Charles Hamilton Houston – September 3rd in African American History

Charles Hamilton Houston

September 3, 1895 Charles Hamilton Houston, former Dean of Howard University Law School and NACCP Litigation Director, was born in Washington, D. C.

Houston graduated from Amherst College in 1915, where he was valedictorian. In 1917, he enlisted in the U. S. Army and served in Europe during World War I until 1919. He earned his Bachelor of Laws in 1922 and a doctorate in 1923 from Harvard Law School.

During his time at Harvard, Houston became the first African American editor of the Harvard Law Review.

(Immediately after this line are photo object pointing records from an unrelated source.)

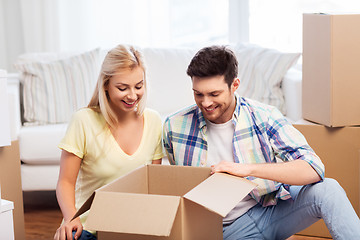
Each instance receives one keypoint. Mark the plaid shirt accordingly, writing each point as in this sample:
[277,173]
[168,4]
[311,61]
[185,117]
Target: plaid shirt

Over his career, Houston played a role in nearly every civil rights case before the Supreme Court between 1930 and 1950 and was known as “the man who killed Jim Crow”. He also trained future Supreme Court Justice Thurgood Marshall. Houston died April 22, 1950 and was posthumously awarded the NACCP’s Springarn Medal in 1950.

In 1958, the main building of the Howard University School of Law was dedicated as Charles Hamilton Houston Hall. In the fall of 2005, the Charles Hamilton Institute for Race and Justice at Harvard Law School opened. His biography, “Groundwork: Charles Hamilton Houston and the Struggle for Civil Rights” was published in 1983.